Google’s Secret Ranking Algorithm Exposed
Last year, some people from the academic community who hadn’t been snatched up yet by Google or Bing did a really interesting study. Rather than simply researching factor correlations to rankings, as SEOMoz does a great job of doing every so often, they used machine learning techniques to create their own search engine, and trained it to reproduce results similar to Google. After the training process, they extracted the ranking factors from their trained engine and published them and presented on them at an industry conference. They were able, for the queries they trained on, to correctly predict 8 of the top 10 Google results roughly 80% of the time. Not bad, considering Google’s algorithms use “over 200 variables”, and the study only examined 17 of them – obviously they chose wisely. I’ve mentioned this in a previous posting, but I think a really thorough runthrough of the study would be informative and interesting.
How the Study was Done
In their paper “How to Improve Your Google Ranking: Myths and Reality“, they detail what the actual weightings were for the various ranking factors. You could essentially take the values in Figure 4B on page 7 (look at the graph on the upper right – examine the line with the x’s which is the third iteration they converged on – read the values off on the left axis), and construct a regression equation with the weights, i.e.
Rank score = .95 x PageRank + .80 x (# of keyword occurences in hostname) + .58 x (# of keyword occurences in meta-description tag) + ……..
If you were to pull all of the factors from the top 200 SERP results for a particular keyword, then apply them to this equation to come up with a score for each result, then sorted them by this score, you’d have a shot at reproducing the correct order for the top 10 SERPs. Doing so would of course be a significant effort, and I am unaware of anyone publishing anything duplicating their results.

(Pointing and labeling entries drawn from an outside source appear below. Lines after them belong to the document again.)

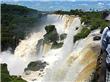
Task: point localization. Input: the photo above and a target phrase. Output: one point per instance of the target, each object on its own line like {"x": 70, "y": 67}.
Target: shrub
{"x": 84, "y": 33}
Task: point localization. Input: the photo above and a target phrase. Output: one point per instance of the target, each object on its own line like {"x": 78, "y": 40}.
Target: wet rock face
{"x": 63, "y": 36}
{"x": 36, "y": 65}
{"x": 96, "y": 38}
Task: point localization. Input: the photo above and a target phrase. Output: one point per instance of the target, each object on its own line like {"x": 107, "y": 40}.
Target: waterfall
{"x": 65, "y": 64}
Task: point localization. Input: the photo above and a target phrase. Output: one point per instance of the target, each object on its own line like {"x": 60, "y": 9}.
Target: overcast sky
{"x": 54, "y": 0}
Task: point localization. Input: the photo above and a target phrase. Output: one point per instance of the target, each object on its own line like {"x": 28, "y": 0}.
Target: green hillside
{"x": 16, "y": 21}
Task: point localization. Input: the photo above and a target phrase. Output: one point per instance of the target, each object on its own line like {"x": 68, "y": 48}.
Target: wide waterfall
{"x": 73, "y": 62}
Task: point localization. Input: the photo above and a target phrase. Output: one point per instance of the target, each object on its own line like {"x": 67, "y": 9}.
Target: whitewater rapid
{"x": 65, "y": 64}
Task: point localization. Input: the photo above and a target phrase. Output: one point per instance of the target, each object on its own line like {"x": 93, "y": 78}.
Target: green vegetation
{"x": 16, "y": 21}
{"x": 51, "y": 35}
{"x": 91, "y": 19}
{"x": 5, "y": 77}
{"x": 84, "y": 32}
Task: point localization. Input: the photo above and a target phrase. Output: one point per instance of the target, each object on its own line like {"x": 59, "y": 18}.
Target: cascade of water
{"x": 65, "y": 63}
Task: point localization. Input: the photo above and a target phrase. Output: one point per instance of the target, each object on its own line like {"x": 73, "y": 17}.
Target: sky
{"x": 49, "y": 5}
{"x": 54, "y": 0}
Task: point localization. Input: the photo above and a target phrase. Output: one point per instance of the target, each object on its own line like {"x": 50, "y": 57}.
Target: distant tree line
{"x": 92, "y": 19}
{"x": 15, "y": 22}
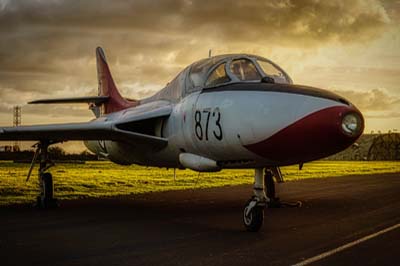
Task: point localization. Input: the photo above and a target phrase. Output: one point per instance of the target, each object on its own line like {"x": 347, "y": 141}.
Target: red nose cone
{"x": 313, "y": 137}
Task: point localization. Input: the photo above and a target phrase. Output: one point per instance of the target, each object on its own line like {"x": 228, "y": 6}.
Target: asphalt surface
{"x": 204, "y": 227}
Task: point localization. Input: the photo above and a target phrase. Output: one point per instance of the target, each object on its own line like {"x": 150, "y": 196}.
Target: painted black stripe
{"x": 284, "y": 88}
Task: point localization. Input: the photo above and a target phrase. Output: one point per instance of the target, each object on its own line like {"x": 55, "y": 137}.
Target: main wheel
{"x": 254, "y": 220}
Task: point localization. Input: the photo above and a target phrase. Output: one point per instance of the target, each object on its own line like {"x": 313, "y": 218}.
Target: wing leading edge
{"x": 99, "y": 129}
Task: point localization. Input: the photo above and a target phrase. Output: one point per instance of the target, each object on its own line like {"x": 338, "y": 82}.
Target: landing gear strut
{"x": 253, "y": 214}
{"x": 45, "y": 198}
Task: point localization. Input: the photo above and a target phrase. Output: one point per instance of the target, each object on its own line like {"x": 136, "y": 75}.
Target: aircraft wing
{"x": 125, "y": 129}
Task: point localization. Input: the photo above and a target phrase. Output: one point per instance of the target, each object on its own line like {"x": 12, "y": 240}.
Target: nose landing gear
{"x": 253, "y": 214}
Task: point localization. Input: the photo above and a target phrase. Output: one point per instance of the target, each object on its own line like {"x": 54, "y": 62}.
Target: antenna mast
{"x": 16, "y": 123}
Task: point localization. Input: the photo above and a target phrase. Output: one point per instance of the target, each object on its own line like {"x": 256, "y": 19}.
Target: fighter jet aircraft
{"x": 226, "y": 111}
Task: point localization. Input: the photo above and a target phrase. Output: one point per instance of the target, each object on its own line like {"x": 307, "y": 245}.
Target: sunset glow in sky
{"x": 47, "y": 48}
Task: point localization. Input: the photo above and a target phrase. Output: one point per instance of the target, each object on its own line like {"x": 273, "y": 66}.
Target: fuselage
{"x": 242, "y": 123}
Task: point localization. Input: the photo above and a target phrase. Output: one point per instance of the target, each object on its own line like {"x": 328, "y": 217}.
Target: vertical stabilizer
{"x": 107, "y": 87}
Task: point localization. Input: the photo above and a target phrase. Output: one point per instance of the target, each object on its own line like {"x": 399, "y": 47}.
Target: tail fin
{"x": 107, "y": 87}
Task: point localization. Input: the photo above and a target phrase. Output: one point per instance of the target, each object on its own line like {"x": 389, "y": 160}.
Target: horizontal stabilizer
{"x": 97, "y": 100}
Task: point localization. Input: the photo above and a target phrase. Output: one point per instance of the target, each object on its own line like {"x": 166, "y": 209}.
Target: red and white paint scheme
{"x": 227, "y": 111}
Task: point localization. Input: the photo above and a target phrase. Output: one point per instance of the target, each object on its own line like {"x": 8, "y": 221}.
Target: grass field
{"x": 102, "y": 179}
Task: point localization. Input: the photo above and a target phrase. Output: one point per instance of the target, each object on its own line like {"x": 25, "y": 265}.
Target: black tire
{"x": 48, "y": 185}
{"x": 254, "y": 220}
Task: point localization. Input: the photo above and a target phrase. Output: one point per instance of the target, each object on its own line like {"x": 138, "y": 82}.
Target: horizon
{"x": 351, "y": 48}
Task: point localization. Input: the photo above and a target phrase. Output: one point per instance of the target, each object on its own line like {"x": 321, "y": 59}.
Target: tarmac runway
{"x": 204, "y": 227}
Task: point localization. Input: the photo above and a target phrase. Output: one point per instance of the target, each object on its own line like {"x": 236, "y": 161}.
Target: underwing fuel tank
{"x": 198, "y": 163}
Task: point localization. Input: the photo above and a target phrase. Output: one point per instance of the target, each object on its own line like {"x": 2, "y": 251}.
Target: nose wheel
{"x": 253, "y": 213}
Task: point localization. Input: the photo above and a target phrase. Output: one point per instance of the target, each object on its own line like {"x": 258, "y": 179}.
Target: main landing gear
{"x": 45, "y": 198}
{"x": 253, "y": 214}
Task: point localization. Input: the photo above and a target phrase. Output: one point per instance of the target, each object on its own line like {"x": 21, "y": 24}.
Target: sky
{"x": 47, "y": 49}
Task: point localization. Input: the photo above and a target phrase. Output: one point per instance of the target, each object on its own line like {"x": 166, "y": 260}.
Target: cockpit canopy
{"x": 224, "y": 69}
{"x": 220, "y": 70}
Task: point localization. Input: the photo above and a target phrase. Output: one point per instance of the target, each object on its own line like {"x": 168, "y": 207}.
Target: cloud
{"x": 47, "y": 47}
{"x": 371, "y": 100}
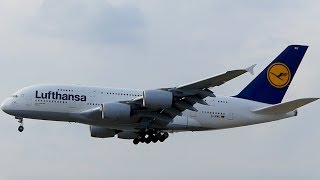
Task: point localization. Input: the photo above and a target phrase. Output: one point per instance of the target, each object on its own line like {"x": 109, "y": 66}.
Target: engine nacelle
{"x": 102, "y": 132}
{"x": 127, "y": 135}
{"x": 157, "y": 99}
{"x": 115, "y": 111}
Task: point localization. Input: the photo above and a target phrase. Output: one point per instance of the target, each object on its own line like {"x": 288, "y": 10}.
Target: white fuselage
{"x": 68, "y": 102}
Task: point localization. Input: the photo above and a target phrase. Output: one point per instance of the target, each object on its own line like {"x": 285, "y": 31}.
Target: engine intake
{"x": 102, "y": 132}
{"x": 157, "y": 99}
{"x": 116, "y": 111}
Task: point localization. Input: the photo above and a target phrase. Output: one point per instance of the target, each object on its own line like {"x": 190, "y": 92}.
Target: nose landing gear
{"x": 151, "y": 135}
{"x": 20, "y": 120}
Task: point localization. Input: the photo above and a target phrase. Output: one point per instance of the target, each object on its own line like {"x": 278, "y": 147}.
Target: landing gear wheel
{"x": 20, "y": 128}
{"x": 136, "y": 141}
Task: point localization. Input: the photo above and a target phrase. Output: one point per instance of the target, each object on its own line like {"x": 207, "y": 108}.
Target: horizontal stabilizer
{"x": 285, "y": 107}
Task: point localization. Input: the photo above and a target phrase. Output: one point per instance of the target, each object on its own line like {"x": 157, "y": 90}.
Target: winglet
{"x": 250, "y": 69}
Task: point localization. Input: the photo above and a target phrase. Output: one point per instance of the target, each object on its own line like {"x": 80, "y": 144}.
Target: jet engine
{"x": 115, "y": 111}
{"x": 127, "y": 135}
{"x": 102, "y": 132}
{"x": 157, "y": 99}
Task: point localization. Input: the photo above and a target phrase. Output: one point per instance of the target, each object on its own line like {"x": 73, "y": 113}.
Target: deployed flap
{"x": 216, "y": 80}
{"x": 285, "y": 107}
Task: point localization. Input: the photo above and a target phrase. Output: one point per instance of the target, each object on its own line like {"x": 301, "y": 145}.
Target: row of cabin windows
{"x": 69, "y": 90}
{"x": 219, "y": 101}
{"x": 208, "y": 112}
{"x": 94, "y": 104}
{"x": 122, "y": 94}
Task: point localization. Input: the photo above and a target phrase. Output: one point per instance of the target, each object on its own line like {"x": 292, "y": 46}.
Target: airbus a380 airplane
{"x": 148, "y": 115}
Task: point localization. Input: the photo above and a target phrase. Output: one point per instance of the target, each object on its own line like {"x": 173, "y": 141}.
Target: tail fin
{"x": 272, "y": 83}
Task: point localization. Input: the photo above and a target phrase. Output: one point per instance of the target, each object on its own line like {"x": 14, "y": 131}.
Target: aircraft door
{"x": 230, "y": 116}
{"x": 28, "y": 101}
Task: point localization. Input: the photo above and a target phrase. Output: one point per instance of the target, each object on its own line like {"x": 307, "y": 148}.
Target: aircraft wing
{"x": 184, "y": 97}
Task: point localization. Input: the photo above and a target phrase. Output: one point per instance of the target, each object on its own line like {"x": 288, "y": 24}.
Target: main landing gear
{"x": 150, "y": 135}
{"x": 20, "y": 128}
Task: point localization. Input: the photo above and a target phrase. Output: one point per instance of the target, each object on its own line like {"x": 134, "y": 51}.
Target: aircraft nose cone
{"x": 4, "y": 106}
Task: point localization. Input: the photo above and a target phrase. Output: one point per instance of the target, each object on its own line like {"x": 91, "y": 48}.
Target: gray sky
{"x": 151, "y": 44}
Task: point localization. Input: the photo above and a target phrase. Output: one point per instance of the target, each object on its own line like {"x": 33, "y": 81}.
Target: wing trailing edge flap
{"x": 284, "y": 107}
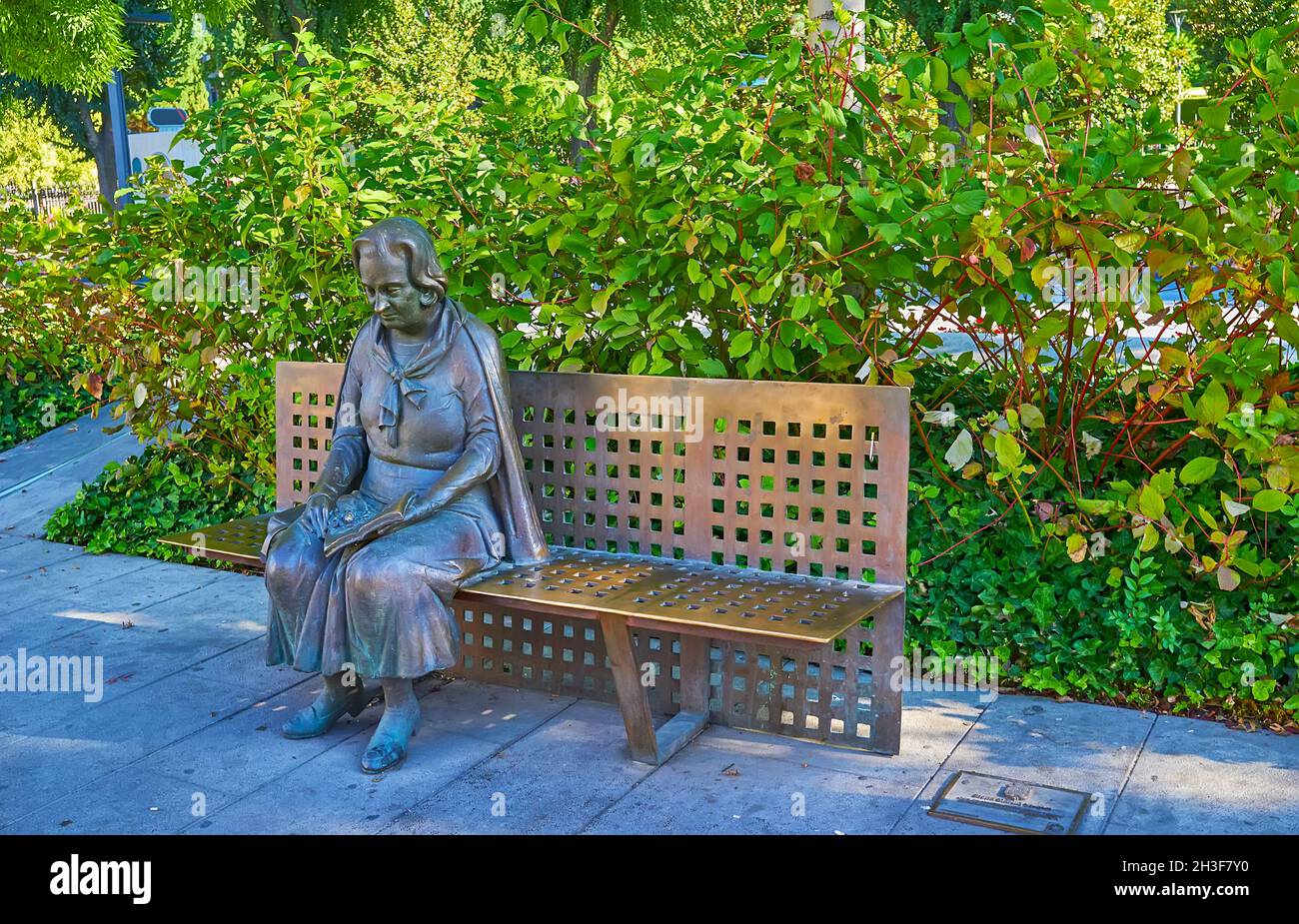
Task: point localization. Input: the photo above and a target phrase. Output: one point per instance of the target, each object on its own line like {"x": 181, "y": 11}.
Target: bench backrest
{"x": 801, "y": 477}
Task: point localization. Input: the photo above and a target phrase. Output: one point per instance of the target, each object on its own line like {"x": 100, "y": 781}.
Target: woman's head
{"x": 399, "y": 272}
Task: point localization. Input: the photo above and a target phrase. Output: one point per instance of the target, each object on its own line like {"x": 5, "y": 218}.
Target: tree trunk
{"x": 100, "y": 143}
{"x": 589, "y": 78}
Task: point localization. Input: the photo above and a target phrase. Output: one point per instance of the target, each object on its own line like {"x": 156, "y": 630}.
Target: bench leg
{"x": 645, "y": 744}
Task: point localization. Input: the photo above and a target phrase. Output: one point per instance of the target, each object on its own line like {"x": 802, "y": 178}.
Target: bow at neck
{"x": 404, "y": 380}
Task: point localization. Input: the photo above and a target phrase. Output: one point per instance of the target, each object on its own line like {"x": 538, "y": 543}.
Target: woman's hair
{"x": 407, "y": 239}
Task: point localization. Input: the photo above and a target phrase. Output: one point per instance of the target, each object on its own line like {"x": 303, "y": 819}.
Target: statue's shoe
{"x": 389, "y": 744}
{"x": 313, "y": 720}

This was a revolutionary study, because you can look at the SEOMoz calculated correlation variables all you want, but you can’t really construct a valid regression equation from them, as correlations don’t exactly add (there’s cross-correlation between them, and probably a myriad of other statistical issues with doing so).
Was or is the Study Valid?
There are arguments that this study is inconclusive or only partially useful, since there was a particular set of keywords studied, the study was done pre-Caffeine, and the only off-page factor studied was PageRank. Yes, SEOMoz recently found that the highest correlated factor for ranking was Facebook likes, certainly things have changed since Caffeine and so on. However, think about all of this from Google’s perspective. How much can they really upset the entire apple cart by changing everything? The web has changed in the last couple of years, but I would argue – not a lot – and even if there have been major changes to Google’s algorithms, and certainly there are many unaccounted-for variables, I am of the opinion that things cannot have changed that much.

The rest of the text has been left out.